Sunday, June 19, 2011

Why choose a language when you can be a Polyglot

Flamewars between language fanatics often gets in the way of "getting things done". I pick up languages fairly quickly and appreciate their benefits and short comings. After a fair bit of survey it seems like no language will instantly have familiarity and features concurrently, not unless it is also attached to a time machine and a brain washer. So why not call a truce and support them all (or most) - on a half-decent industry standard VM (no matter how much you dislike oracle).

Dynamic languages are a lot of fun to develop with, you can create prototypes quickly and have a tight feedback loop of your application taking shape. Sometimes the heuristics built into an application are not the right ones (u,v in vector interpretation are swapped, some format loader does not quite do what you expect). The expert/inquisitive user should be able to fix these vagaries at runtime and make the application behave. Any self-respecting application should include such dynamic scriptablity (Qgis does via CPython/SIP, Geoscript is nascent).
Matlab JSR-223

The REPL based languages that we are aiming to support via JSR 223 include:
  1. Jython - with standard JSR 223.
  2. JavaScript - with Mozilla Rhino, browser JNI bindings can be lobbed in as needed.
  3. JRuby - again we get JSR 223 for free.
  4. Groovy - the standard interface is not enough for delving in the depths of Groovy, but it does the job.
  5. R - I hacked together a placeholder based on the JNI based rJava project, there are standard implementations but they don't play along nicely with our integration framework yet.
  6. Perl - Another day another hack for the Inline::Java JNI based calls to the Perl interpreter.
  7. Matlab - I had a chance to delve deep into the innards of Matlab and discovered a native and jvm based beast.

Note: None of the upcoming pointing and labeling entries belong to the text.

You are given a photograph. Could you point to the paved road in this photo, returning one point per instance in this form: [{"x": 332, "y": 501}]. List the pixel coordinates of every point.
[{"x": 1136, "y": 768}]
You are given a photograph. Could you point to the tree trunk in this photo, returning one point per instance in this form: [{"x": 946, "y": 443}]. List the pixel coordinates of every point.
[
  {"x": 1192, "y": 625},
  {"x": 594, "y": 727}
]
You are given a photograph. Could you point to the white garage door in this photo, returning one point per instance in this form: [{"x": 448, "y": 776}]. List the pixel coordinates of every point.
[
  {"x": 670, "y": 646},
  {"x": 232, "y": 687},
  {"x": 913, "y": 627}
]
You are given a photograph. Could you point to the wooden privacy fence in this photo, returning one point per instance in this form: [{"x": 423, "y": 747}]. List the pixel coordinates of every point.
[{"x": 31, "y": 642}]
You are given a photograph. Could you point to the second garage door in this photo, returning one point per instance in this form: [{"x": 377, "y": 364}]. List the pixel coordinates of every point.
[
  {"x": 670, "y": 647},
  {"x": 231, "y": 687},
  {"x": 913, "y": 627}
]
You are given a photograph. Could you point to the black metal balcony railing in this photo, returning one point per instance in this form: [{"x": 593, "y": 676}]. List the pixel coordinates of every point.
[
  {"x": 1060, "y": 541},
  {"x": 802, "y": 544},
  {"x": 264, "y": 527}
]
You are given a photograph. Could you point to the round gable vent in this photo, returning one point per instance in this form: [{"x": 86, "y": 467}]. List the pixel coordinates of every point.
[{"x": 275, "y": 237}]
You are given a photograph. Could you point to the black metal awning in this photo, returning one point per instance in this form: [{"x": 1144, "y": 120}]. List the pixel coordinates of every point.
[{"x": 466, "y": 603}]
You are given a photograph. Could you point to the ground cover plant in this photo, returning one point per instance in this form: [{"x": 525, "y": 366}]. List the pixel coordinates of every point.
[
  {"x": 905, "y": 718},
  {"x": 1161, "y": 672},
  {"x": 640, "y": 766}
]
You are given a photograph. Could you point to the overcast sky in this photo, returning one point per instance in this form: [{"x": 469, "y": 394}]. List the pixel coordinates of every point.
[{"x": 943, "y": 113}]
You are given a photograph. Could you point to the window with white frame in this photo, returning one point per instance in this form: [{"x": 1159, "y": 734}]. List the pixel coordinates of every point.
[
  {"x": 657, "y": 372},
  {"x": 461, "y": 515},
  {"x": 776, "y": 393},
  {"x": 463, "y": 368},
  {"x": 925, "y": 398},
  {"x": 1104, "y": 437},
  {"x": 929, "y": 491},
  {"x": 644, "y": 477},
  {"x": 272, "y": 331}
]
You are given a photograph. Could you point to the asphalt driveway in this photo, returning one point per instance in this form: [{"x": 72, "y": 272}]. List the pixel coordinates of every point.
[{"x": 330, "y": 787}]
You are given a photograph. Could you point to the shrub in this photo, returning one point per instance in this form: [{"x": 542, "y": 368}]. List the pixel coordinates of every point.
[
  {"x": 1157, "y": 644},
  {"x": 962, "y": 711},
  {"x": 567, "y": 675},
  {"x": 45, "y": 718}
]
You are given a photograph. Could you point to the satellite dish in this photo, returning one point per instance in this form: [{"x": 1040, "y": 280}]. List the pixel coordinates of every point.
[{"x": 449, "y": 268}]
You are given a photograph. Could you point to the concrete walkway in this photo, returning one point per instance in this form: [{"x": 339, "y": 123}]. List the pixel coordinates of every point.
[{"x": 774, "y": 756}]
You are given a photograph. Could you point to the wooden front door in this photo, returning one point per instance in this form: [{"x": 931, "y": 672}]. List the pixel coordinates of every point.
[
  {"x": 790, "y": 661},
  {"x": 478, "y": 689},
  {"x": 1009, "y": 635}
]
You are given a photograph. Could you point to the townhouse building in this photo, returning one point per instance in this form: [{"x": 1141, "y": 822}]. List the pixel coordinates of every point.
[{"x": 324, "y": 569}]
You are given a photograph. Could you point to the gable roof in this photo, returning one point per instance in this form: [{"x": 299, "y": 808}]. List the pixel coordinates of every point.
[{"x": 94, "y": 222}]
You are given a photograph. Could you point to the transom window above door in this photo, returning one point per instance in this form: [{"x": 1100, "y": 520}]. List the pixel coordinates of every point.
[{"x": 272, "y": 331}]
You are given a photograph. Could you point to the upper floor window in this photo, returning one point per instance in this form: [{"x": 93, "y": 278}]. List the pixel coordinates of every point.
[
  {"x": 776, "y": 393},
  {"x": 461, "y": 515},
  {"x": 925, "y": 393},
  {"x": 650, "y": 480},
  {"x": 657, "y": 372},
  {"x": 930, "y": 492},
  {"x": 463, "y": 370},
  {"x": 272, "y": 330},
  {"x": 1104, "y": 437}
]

There are several hacks to talk to Matlab from Java including running your Java code on the same VM Matlab is running (it even includes the felix runtime and scr). For now I am using matlabcontrol with some JSR-223 linkage.
The current integration tests with patchwork hooks to convert SUN Spi to OSGi Services looks something like below.


INFO: Testing Script Engine: jython
Jun 19, 2011 12:53:36 PM org.trikend.script.test.ScriptTest testConsole
INFO: Testing Script Engine: javascript
Jun 19, 2011 12:53:36 PM org.trikend.script.test.ScriptTest testConsole
INFO: Testing Script Engine: jruby
Jun 19, 2011 12:53:37 PM org.trikend.script.test.ScriptTest testConsole
INFO: Testing Script Engine: groovy
Jun 19, 2011 12:53:37 PM org.trikend.script.test.ScriptTest testConsole
INFO: Testing Script Engine: R
Jun 19, 2011 12:53:38 PM org.trikend.script.test.ScriptTest testConsole
INFO: Testing Script Engine: perl
Jun 19, 2011 12:53:38 PM org.trikend.script.test.ScriptTest testConsole
INFO: Testing Script Engine: matlab

A JSR-223 bridge may not do it justice and we may have to write our entire high-reliability portion of the system in Erjang, but that will not stop me from adding an Eshell to the integration test next. The java scripting project feels dead for a year, possibly due to Oracle turmoil, if there is any news on this front and Github forks alive and kicking I would really like to know. Other syntaxes and languages with fun features to evaluate would be: Scala + Akka, Clojure and Gosu.